The trust is managed from the city by Octopus Group, the same cephalopod that brings many of us our gas and electricity. Managers Chris Gaydon and David Bird hope that by extending their tentacles to a variety of renewable energy sectors and geographies, they can satisfy investors clamoring for sustainability and shareholder returns all at the same time.

The company’s strategy has much to recommend it. By investing in technologies in different areas and ensuring that some are operational while others are being built, there is quite a bit of visibility into the returns the company will achieve.

However, the company’s revenue is affected by forces outside its control, from wind speeds to inflation rates. These external factors have served to deepen the discount between the net asset value (NAV) of companies – the supposed value of the assets it owns – and the price of its shares. Last week the company posted a new NAV of just under £1.04 per share. Although the price, now 74p, has fallen 21p since Midas last recommended it in November, it’s still worth holding on to.

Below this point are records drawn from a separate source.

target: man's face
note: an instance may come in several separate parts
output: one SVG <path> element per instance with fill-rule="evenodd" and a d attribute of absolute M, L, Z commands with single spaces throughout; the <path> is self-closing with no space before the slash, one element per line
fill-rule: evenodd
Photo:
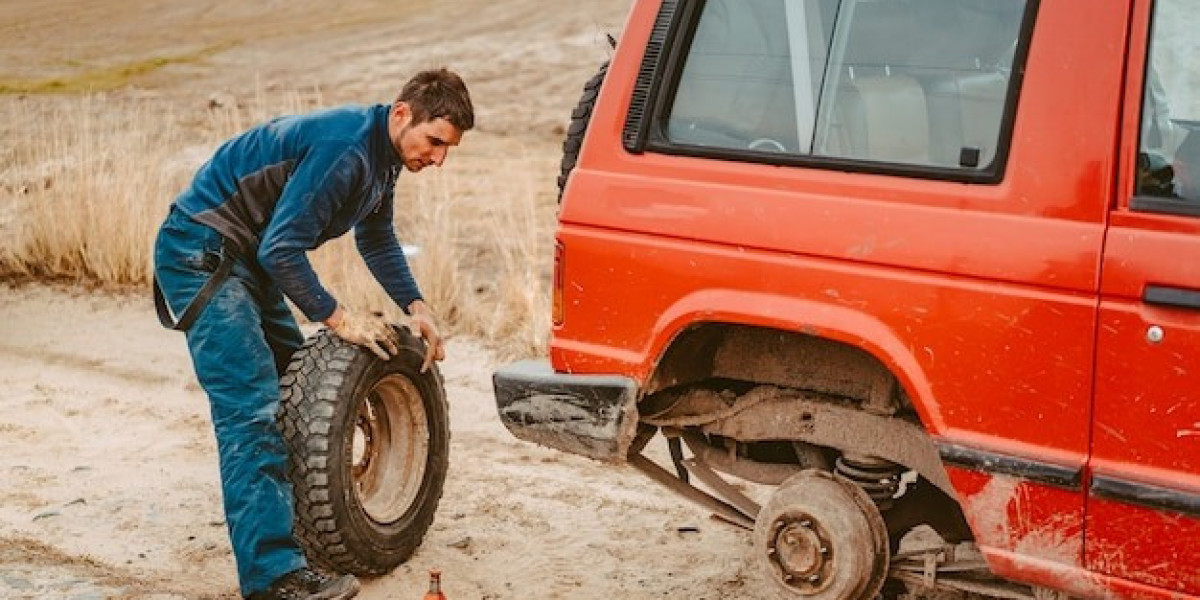
<path fill-rule="evenodd" d="M 457 146 L 463 132 L 450 121 L 437 117 L 413 123 L 412 111 L 403 102 L 392 107 L 388 123 L 392 145 L 404 162 L 404 168 L 416 173 L 430 165 L 440 167 L 451 146 Z"/>

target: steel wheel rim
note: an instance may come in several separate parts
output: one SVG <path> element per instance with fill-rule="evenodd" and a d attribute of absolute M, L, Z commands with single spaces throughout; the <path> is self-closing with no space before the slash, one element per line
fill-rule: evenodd
<path fill-rule="evenodd" d="M 349 472 L 358 503 L 372 521 L 399 521 L 425 479 L 429 422 L 421 393 L 403 375 L 383 377 L 359 400 Z"/>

The new NAV represents a 2 percent drop from its previous valuation thanks to a number of factors, including a drop in near-term energy prices and a slight appreciation of the pound against the euro putting downward pressure on the valuation of some assets. Inflation forecasts also influenced the company’s valuation, since many of its contracts are linked to inflation and the company will receive less if inflation is lower.

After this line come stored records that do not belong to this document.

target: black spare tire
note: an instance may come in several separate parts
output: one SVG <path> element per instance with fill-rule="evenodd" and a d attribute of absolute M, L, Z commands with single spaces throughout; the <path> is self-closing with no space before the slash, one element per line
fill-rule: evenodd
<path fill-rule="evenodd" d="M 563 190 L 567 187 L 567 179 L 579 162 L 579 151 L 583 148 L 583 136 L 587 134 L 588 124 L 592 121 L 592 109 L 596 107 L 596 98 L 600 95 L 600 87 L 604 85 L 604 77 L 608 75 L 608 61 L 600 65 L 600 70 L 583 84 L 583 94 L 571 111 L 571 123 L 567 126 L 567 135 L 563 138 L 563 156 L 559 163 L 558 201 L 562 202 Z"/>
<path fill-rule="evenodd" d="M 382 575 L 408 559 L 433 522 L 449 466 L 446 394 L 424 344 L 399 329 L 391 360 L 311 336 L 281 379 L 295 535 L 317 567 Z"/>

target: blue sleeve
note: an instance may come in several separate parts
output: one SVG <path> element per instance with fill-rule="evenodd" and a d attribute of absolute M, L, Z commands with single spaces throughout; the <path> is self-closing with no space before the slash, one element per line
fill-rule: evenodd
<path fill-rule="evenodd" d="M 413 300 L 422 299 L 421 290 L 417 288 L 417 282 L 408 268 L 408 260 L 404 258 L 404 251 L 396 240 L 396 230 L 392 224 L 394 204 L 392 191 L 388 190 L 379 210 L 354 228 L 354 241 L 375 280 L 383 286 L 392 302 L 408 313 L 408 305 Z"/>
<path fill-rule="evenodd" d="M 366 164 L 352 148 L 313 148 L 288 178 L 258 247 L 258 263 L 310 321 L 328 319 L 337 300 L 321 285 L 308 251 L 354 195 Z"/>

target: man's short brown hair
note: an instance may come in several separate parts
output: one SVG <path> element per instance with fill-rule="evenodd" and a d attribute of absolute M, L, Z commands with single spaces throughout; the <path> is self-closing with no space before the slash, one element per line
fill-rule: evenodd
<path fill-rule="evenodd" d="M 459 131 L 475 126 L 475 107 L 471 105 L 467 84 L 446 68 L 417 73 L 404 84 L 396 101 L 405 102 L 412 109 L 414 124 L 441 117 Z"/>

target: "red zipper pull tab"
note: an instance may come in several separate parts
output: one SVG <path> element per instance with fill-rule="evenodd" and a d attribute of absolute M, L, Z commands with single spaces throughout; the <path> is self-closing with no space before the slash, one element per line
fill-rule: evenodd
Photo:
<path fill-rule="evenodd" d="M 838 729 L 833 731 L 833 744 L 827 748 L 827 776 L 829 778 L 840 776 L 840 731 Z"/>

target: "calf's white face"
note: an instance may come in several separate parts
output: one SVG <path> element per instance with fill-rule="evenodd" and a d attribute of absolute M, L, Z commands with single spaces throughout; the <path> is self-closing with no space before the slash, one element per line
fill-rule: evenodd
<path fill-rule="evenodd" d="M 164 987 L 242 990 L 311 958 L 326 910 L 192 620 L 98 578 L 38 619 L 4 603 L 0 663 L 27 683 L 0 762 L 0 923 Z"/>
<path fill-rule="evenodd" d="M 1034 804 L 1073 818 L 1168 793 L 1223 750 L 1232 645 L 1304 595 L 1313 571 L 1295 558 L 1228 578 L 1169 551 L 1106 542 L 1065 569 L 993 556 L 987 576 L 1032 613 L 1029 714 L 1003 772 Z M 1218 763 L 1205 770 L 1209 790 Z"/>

Share price drop: But Midas is a long-time fan of the Octopus Renewables Investment Trust

Share fans are targeting a guaranteed rate of return on many of its assets, with 84 per cent of income fixed or contracted until March 2026, as well as a sizeable dividend, raised to a target of 6.02p for all year. There was also good news about the company’s Scottish wind farm in Lanarkshire, which has signed a 10-year deal with Sky to purchase its power since the NAV was calculated.

Working against this is Octopus’ relatively high debt pile, which is expensive to service, as well as the expectation that energy prices will fall and interest rates will stay high for longer.

For ORIT investors suffering losses, the main question is whether the discrepancy between the company’s valuation and its share price will be resolved in their favor and, if so, when?

There is no simple answer, but as interest rates fall, the dividend paid by ORIT, which yields more than eight percent based on its expected full-year 2024 payout, will become more attractive compared to interest rates. savings and the cost of debt. service will also decrease.

Midas Verdict: Renewable energy may not be as hot an investment as it was a few years ago, but the need for wind farms and solar power persists, while global volatility may cause energy prices to skyrocket again. At this level, the stock is worth holding on to, and the dividend ensures that you get paid to wait for better times.